Capitolo 18
Forse sono morta
Guardavo il mio corpo steso sul pavimento, ero immobile; provai a toccarlo, era gelido.
Sono morta
Non può essere vero
Non posso più parlare con nessuno, non so come stia Caleb o mamma o papà. Chris, Will, Zeke e gli altri.
Tobias.
Non ho fatto in tempo a dirgli che lo amo e che non avrei voluto lasciarlo.
Mi affacciai alla finestra e vidi un'ambulanza e un gruppo di medici che correvano in nostro soccorso con due barelle. Sollevarono il corpo di Caleb e lo appoggiarono delicatamente sul lettino, poi fu il mio turno. Ci caricarono sulla vettura e partirono in tutta fretta verso l'ospedale. Cercavano di rianimare sia me che Caleb ma non credo che i loro sforzi servissero a qualcosa. Ad un tratto la ragazza gridò: "L'attività cerebrale del ragazzo è ripartita. È ancora vivo, grazie al cielo." Mi avvicinai a mio fratello e misi una mano sul suo petto: il suo cuore batteva ancora. Aprì gli occhi di scatto e iniziò a tossire violentemente e a gridare il mio nome. Quanto avrei voluto dirgli che stavo bene, ma evidentemente non era proprio così. Sedarono Caleb per farlo riposare e stare calmo e intanto si occuparono di me. Io, dal mio canto, mi sentivo così stanca e debole e mi lasciai cadere sul pavimento, addormentata.
Quando mi risvegliai, ero davanti al mio corpo in una stanza di ospedale; vidi i fili che mi collegavano a quella macchina che respirava e viveva per me.
Almeno ho una speranza.
Ma vedermi in quello stato mi faceva venire il volta stomaco.
Medici e infermieri camminavano avanti e indietro nella stanza per controllare la stabilità dei miei valori; avrei voluto gridargli di andarsene via, volevo stare da sola con me stessa: vedere tutta quella gente intorno a me mi infastidiva. Quando si fece sera, mi lasciarono in pace; avevo intenzione di cercare Caleb ma mi sentivo talmente debilitata che mi accasciai sulla sedia più vicina e rimandai le mie ricerche all'indomani.
Mi svegliai con il sole che entrava dalla finestra della camera, mi alzai in fretta e andai a cercare mio fratello.

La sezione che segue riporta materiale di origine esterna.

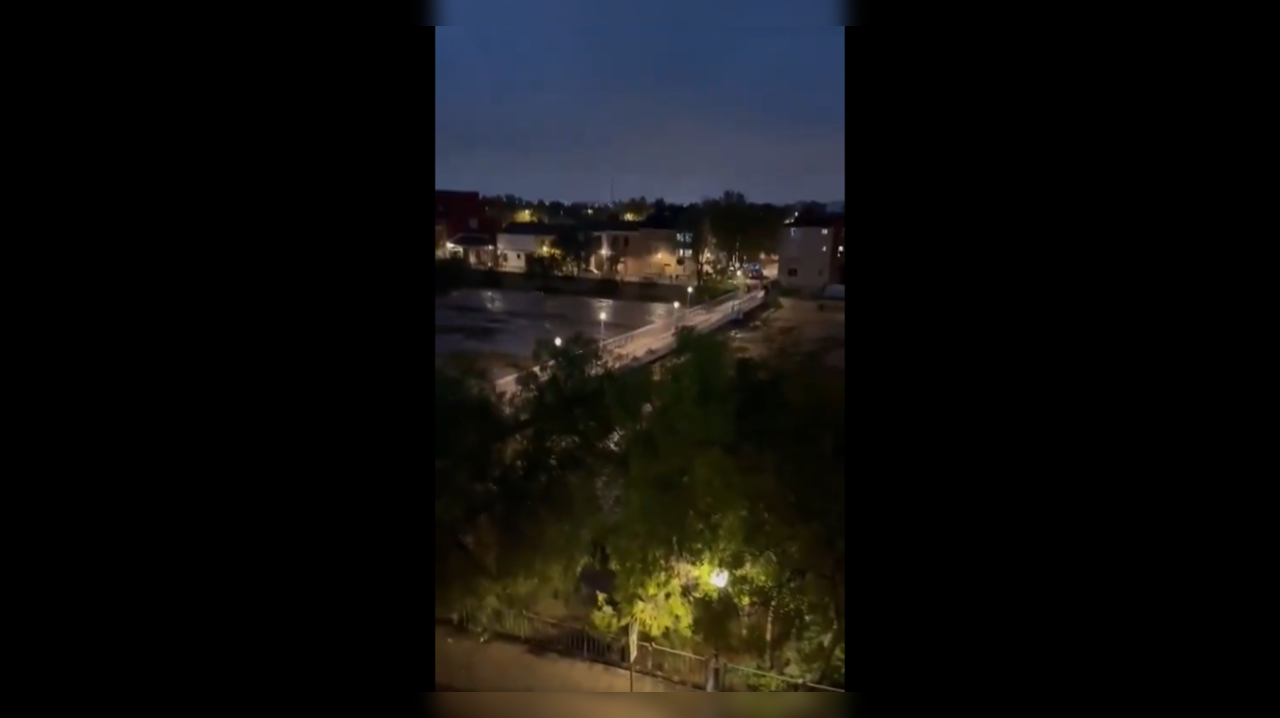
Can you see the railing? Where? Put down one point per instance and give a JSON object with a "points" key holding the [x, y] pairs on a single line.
{"points": [[652, 659], [657, 338]]}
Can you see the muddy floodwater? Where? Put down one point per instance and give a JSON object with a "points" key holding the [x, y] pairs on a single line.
{"points": [[499, 327]]}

Era in una stanza non molto distante dalla mia e al suo capezzale c'era mia madre: stavano conversando animatamente, Caleb sembrava stare abbastanza bene aveva solo qualche taglio sulle braccia e sulle gambe e un graffio in faccia. Chiedeva di papà. "È andato a cercare la stanza dove hanno portato tua sorella." sospirò mia madre, con gli occhi bagnati di lacrime. Mio padre si avvicinò e le sussurrò che mi aveva trovata; insieme si alzarono e raggiunsero il mio corpo, steso su quello squallido lettino: vedermi così faceva così male, sia a me sia a chi mi voleva bene. Mia madre piangeva stringendomi la mano e mio padre cercava di essere forte per lei.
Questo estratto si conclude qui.